Art is made. Art is exhibited. Art is sold. And, yes, art accumulates.
There is more art made than sold (For this article, art refers specifically to painting). In their lifetime, the excess is stored under artist’s beds, in their closets and their studios. This is problematic enough when the artist is alive. But it reaches an entirely different level when the artist dies and, there are scores of artists, known and unknown, successful and otherwise who have left countless unseen and unsold paintings behind.
In the parallel world of wine, there is a virtual place where surplus wine is stored and sold for the purpose of making industrial alcohol. Both good and bad wine ends up here.
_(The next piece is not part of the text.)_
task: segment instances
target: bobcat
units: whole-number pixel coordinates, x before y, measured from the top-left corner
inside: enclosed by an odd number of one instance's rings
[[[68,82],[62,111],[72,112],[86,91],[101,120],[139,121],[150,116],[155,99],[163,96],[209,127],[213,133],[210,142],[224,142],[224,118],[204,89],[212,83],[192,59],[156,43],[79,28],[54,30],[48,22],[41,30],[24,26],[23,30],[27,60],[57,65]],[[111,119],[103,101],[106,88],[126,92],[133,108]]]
Good wine goes into the “lake” in order to maintain higher price levels. You see, for all the pomposity and glamor surrounding wine, it too is a commodity.
Dr. Richard Connor is an evolutionary biologist at the University of Massachusetts Dartmouth. He is also an avid art collector, dealer and savvy businessman.
Avid is perhaps an understatement — voracious is not! Dr. Connor has a staggering personal art collection which focuses on mid-century works by artists who earned their stripes during their respective heydays. He started off as a booth dealer buying from other dealers and at auctions and then reselling the ones he didn’t keep.
He has a good eye and has acquired quite a practical education and significant experience as an art dealer over the years. Then, one day, he saw the work of the deceased New Bedford, Massachusetts painter, Joseph Edwards Alexander (1947–2008).
Alexander was, according to the Ask Art website’s biographical sketch, “… the artistic grandson of the abstract expressionist Hans Hofmann and the biological grandson of a famous New Bedford Whaling captain.”
Alexander studied at the Swain School of Design in New Bedford, Massachusetts with Hofmann protégé, David Loeffler Smith, who also was the school’s director. Dr. Connor encountered a major portion of the artist’s estate accidentally while rescuing a significant amount of paintings from a flood.
Connor contacted galleries to see if he could sell the work but soon found out that it was neither practical nor the practice of many galleries to buy estate work. Of course, to a smitten collector like Connor, one estate is not enough.